John was educated at Ryde C of E Primary School and Sandown Grammar School. He once worked in an ice cream factory, but later studied law at Southampton University; once wanted to be a Town Clerk, but became a solicitor at the age of 24. He was thrown in at the deep end, defending prisoners, and had one or two close encounters. He smiled: “Once I was accidentally locked in a cell with a dangerous thug I was to represent for 20 minutes before being let out by a police officer, who forgot I was in there.
“I was put on the spot once when a prisoner I was defending told me he was guilty but wanted me to continue with the case. I told him to plead guilty or get another solicitor, and he pleaded guilty.

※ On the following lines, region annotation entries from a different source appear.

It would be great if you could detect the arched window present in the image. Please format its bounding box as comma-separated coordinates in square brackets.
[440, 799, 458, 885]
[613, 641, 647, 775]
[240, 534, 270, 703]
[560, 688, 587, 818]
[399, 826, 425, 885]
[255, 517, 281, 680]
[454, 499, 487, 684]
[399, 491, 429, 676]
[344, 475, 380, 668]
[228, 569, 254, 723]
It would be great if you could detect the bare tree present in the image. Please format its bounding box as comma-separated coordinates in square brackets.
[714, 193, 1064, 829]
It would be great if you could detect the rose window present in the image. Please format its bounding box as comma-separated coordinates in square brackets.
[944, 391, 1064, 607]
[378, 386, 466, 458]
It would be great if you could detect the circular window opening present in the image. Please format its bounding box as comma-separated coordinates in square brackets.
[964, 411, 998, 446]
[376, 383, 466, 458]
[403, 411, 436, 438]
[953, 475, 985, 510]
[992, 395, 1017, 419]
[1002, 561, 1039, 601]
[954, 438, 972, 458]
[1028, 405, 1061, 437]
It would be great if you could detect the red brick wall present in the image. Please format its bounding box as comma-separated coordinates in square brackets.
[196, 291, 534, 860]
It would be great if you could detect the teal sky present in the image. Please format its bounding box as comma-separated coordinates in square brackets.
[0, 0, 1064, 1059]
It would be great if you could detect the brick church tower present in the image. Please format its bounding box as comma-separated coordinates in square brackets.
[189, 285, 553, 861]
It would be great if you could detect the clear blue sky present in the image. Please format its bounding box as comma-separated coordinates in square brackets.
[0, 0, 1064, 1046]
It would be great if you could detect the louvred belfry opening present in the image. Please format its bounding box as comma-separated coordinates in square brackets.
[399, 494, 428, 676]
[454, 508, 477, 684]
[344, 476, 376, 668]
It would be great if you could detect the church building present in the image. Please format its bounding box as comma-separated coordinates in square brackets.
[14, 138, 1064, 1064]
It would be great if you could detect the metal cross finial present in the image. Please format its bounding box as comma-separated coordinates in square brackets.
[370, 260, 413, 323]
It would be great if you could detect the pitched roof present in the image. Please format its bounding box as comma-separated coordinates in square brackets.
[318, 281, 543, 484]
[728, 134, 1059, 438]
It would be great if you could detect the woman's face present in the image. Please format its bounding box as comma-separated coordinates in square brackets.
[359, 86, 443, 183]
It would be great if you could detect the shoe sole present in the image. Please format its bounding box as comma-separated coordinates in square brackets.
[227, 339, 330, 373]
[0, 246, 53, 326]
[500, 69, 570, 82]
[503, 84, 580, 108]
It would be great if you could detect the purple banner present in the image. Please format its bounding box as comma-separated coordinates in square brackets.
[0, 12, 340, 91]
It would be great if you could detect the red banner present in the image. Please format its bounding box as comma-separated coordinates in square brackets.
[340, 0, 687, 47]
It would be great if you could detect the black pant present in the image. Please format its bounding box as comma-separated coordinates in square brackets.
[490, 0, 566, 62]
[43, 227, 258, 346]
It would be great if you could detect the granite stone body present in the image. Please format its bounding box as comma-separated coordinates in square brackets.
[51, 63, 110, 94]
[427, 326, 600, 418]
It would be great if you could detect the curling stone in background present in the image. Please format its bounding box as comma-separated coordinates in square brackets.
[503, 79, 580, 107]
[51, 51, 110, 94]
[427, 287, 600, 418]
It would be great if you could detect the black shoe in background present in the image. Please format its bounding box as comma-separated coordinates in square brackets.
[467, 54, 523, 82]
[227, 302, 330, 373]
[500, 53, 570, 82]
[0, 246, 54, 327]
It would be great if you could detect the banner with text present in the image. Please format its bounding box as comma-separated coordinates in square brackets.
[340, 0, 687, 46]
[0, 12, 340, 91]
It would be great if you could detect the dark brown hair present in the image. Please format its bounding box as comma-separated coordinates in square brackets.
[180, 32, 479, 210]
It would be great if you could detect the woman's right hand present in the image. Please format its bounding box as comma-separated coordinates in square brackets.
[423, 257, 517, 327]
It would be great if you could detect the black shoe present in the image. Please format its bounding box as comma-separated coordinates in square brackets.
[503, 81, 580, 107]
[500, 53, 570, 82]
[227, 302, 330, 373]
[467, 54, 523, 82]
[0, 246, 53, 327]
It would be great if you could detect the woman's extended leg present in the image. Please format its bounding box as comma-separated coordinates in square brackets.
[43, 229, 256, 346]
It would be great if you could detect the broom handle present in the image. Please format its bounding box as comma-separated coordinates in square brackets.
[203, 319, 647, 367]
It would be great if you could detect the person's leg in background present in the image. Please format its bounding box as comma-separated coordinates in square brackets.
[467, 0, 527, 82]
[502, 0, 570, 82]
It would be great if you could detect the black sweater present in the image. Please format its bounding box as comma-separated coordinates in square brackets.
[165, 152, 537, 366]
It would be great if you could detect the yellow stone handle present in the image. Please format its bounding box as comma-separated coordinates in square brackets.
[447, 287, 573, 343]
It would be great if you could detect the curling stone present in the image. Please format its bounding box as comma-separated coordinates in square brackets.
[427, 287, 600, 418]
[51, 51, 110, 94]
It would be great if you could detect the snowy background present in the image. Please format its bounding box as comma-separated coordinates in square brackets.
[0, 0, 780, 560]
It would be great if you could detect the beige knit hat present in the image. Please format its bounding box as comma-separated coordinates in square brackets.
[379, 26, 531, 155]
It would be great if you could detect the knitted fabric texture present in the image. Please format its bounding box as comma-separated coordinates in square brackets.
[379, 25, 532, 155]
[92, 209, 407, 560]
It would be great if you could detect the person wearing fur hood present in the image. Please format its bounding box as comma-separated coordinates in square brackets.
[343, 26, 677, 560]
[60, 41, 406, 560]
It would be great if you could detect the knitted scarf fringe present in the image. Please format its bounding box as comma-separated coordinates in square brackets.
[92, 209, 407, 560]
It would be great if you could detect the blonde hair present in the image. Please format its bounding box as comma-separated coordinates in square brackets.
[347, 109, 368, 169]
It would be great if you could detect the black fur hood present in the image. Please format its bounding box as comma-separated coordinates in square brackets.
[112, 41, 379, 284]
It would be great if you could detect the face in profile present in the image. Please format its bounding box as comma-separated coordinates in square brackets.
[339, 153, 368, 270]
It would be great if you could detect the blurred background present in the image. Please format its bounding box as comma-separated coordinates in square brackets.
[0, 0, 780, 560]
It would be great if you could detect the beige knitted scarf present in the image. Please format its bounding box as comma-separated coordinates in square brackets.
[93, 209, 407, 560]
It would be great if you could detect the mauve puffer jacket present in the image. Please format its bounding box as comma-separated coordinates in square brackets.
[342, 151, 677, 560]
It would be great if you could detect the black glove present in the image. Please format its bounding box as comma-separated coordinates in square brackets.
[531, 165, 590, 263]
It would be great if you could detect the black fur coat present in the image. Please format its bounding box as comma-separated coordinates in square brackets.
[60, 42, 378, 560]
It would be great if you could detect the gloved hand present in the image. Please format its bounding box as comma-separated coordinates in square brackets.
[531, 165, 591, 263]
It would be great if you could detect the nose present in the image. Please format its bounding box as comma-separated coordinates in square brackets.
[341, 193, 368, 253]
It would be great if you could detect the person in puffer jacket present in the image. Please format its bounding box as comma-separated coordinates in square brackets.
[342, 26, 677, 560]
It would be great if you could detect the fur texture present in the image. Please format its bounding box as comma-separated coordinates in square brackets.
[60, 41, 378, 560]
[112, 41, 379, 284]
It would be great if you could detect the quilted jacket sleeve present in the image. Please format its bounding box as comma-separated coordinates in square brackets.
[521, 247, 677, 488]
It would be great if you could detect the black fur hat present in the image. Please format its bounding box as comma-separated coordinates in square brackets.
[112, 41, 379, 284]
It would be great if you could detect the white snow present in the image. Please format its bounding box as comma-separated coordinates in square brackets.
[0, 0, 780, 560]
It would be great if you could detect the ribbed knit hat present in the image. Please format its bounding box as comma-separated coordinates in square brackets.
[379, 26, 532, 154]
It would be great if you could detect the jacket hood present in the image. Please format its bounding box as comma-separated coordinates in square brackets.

It was not my job to judge a defendant, but put over his case as well as possible. As long as I actually knew for sure that the defendant was talking rubbish, because he had told me, I carried on as best I could. If he is acquitted that was because the court decided, not because of what I did.”
He continued: “I even did a Punch and Judy Show for some kids after the Punch and Judy man couldn’t make it. I think my maddest day was when I defended burglars in the magistrates’ court; played the organ for a funeral at St John’s Church, Newport; was the Punch and Judy Man at Newport Carnival, and in the evening went back to the police cells to talk to the burglars.”
John recalls how he once conducted an inquest watched closely by three daughters of the deceased. He said: “I tried to be compassionate, and passed on my condolences, to which they replied ‘we are not sorry; we only came here to make sure he is dead’!”
“You can’t say you enjoy the role of coroner because normally you see people when they are at their most miserable and vulnerable. My job was to try to get them through the inquest as quickly and painlessly as possible.”
His workload took its toll in 2000. He said: “I felt ill and started worrying about things. I couldn’t even take telephone calls. I was worrying over the silliest cases, not being in court but the preparation. So I gave up defending crime and thought I would miss it, but I didn’t.”
As a coroner his most notorious case was the inquest of the ‘Jersey Beast’, who had a 15-year reign of terror in Jersey, killing young women, before being caught around 1975. John explained: “When he was caught he was sentenced to a long term in prison, and ended up at Parkhurst. After release he settled on the Island, married a local woman, and died of natural causes.
“The body was taken to Jersey, but there was such uproar with people wanting to throw it in the sea, it was brought back here. I held a swift inquest, and the body was buried immediately on the Isle of Wight in a grave that no one knows about.”
John spends his recreation time playing the church organ at St John’s, Newport, enjoying bridge, walking and gardening, and he has also taken up bowls, but is not finding it easy. He also recently fulfilled a lifelong ambition, saying: “As a kid I wanted to be a bus driver, and was finally given the opportunity to drive a double-decker bus as a surprise birthday present on the Southern Vectis training ground at Rookley. It was great fun!”